On Wed, Jan 27, 2021 at 5:22 AM BAILLY Yves <yves.bailly@hexagon.com> wrote:

I think I get your point. After more thinking about it (which I should have done before, sorry for that), [...]

No worries. I'm not expressing my points in the directest and clearest possible manner, either. I think we started at opposite vague extremes and are slowly "haggling" our way to meet somewhere in the middle. I started at "This is not possible"; you started at "This is possible." I'm still 100% certain that when we meet it'll be on the "This is not possible" side of the line... but we're still working our way there.

> Is f the same function as, or a different function from, f<T>? (I don't know but I think so.)

If T and U are two different types, then f is a different function from f<T>.

However, because U and T refer to the same Platonic type and a U can be seen as a T, then if f is syntactically correct, well-formed with regard to the restrictions put on U (for example, inside f<> there’s no assignment of a T to a U without an explicit cast), then the actual instantiation of f can be the same as the instantiation of f<T>

I know what you mean, but I hope we'll agree to ignore the possibility for compiler optimizations and just focus on the formal language semantics.

For example, in C++20 if you write

extern int i;

int *f1(int *x) { return x+i; }

float *f2(float *x) { return x+i; }

the compiler is perfectly well permitted to optimize those two functions into

f1: nop

f2: movslq i(%rip), %rax

leaq (%rdi,%rax,4), %rax

ret

No mainstream compiler actually bothers to do this, but there's nothing stopping a "sufficiently smart compiler" from doing it. (Similar optimizations at the linker/LTO level are more common.)

However, whatever happens behind the scenes in the compiler must still respect the "As-If Rule": it isn't allowed to break any conforming program. For example, if some program asks

assert((void*)f1 != (void*)f2);

the optimized program must still answer correctly. (That's what that extra `nop` is doing in the codegen — it's giving f1 and f2 distinct addresses at the machine level, even though f1's control flow just flows straight into f2.)

So yes, of course a sufficiently smart compiler could also make your `f<T>` and `f` share the same code at the machine level. But it would still have to ensure that `&f<T> != &f` in C++, right? That's what I mean by f<T> and f being different functions.

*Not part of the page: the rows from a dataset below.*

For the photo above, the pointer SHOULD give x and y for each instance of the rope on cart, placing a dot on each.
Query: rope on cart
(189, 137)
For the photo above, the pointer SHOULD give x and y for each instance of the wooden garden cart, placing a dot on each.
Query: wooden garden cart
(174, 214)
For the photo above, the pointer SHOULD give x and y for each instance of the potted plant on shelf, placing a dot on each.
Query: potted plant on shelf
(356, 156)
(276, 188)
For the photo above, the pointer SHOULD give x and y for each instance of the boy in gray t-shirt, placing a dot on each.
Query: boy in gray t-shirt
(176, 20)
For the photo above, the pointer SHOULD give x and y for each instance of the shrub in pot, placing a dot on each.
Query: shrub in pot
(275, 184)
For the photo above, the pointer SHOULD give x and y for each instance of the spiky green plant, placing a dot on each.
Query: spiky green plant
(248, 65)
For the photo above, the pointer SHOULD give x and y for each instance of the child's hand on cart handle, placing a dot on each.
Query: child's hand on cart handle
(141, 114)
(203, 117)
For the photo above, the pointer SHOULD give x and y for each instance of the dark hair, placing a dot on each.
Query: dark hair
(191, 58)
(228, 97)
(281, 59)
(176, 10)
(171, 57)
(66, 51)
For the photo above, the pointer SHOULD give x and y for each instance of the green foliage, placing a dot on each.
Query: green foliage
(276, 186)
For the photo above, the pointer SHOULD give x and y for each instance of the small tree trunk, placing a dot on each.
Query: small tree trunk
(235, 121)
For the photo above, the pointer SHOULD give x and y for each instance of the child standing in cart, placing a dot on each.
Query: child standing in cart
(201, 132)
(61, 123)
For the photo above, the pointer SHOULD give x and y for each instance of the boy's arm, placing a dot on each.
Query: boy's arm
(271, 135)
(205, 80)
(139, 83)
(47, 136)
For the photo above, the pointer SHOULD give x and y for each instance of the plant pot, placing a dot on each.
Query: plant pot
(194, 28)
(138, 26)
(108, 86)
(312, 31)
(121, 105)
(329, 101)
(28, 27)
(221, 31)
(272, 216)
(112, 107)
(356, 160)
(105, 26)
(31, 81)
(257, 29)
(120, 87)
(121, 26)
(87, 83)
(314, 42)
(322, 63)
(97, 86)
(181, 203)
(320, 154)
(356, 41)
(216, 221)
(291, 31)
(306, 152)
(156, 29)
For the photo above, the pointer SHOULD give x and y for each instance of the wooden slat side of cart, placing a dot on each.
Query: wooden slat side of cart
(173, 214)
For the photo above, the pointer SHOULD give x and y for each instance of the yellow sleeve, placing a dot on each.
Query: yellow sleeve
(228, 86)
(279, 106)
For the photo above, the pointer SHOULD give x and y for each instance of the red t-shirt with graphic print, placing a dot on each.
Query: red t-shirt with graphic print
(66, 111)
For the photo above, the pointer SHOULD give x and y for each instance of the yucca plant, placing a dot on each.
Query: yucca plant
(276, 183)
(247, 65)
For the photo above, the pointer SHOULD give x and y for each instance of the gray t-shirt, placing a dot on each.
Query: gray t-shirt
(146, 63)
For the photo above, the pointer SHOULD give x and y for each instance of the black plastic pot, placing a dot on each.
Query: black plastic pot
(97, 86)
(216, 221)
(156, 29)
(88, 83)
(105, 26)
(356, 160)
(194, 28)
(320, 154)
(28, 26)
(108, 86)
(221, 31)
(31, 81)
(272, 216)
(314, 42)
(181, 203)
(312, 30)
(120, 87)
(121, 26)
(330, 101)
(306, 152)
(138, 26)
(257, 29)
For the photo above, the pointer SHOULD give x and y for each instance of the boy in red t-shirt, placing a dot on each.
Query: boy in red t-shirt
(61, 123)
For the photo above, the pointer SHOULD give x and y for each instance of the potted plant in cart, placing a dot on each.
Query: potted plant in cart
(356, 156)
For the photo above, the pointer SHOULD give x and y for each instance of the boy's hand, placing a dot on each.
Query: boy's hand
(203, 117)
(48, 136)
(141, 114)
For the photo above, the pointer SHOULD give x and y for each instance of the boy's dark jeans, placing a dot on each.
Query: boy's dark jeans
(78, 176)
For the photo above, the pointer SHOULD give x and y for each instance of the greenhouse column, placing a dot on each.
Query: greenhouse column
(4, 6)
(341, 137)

For template instantiations in particular, there's another way to tell them apart. Different template specializations have different sets of function-local-static variables.

template<class A>

void f() {

static int i = 0;

printf(" %d", ++i);

}

struct T {};

using U = new T;

int main() {

f<T>(); f<T>(); f<T>(); // prints 1 2 3

f(); f(); f(); // should print 1 2 3 — not 4 5 6, as it would with an ordinary type alias!

}

If you remove the keyword `new`, so that U and T are just two names for the same type, then C++'s formal semantics are that &f<T> == &f and that the output of the program is "1 2 3 4 5 6" (because if T and U are the same type then we're just calling the same function 6 times, instead of two different functions each 3 times).

This would apply to the std::hash<> specialization: when required to instantiate std::hash, if it has not been explicitly specialized, then as you said the compiler may realize that std::hash is the same (has the same contents although it doesn’t have the same identity) as std::hash<T> - again, if and only if the code for std::hash is well-formed and there’s no explicit specialization defined provided by the user.

Okay, consider this snippet, then:

using size_t = unsigned long;

template<> struct hash<size_t> {

size_t operator()(const size_t& x) const { return x; }

};

using Width = new size_t;

std::hash<Width> hasher;

Width width = 42;

size_t bytecount = 42;

auto x = hasher(width); // OK?? What is decltype(x)?

x = bytecount; // OK if decltype(x) is size_t... but not OK if decltype(x) is Width, correct?

AIUI, you're postulating some yet-to-be-fleshed-out mechanism by which the compiler is going to look at the C++ source code of the `hash<size_t>` specialization and generate a copy substituting `Width` for `size_t` in some yet-to-be-fleshed-out manner.

(1) Ideally the compiler would know that the signature of hash<Width>::operator() should be `size_t operator()(const Width&) const`, not `Width operator()(const Width&) const`. But how can it possibly know that one of the size_ts should be substituted and not the other?

(2) What happens if the declaration of `hash<size_t>::operator()` is visible in this TU, but the definition is not visible? That seems like a problem similar to what would happen if you put a function template definition into a .cpp file. What implications does that have for usability?

(3) How does the compiler even know that I want `Width` to have a `hash` specialization? Will it apply the same logic to say, well, `std::rotl` exists for size_t so it should also exist for `Width`? That actually seems like the kind of thing that I want strong typedefs to protect me from.

(4) Also, wait a minute, how does `Width width = 42;` even compile at all? `42` is not a `Width`; it's an int. If implicitly converting size_t(42) to Width is forbidden, then surely it should be equally forbidden to implicitly convert int(42) to Width. So, how do you envision this facility interacting with integer literals?

#1 is the vastly most important issue here, because it strikes directly at your vague "substitution" mechanism for creating new specializations of `hash`.

#3 and #4 are relatively unexplored territory and I foresee them having easy vague answers that would then have to be unpacked via further discussion. So please don't use #3 and #4 as an excuse to procrastinate on #1. #1 is important!

HTH,

Arthur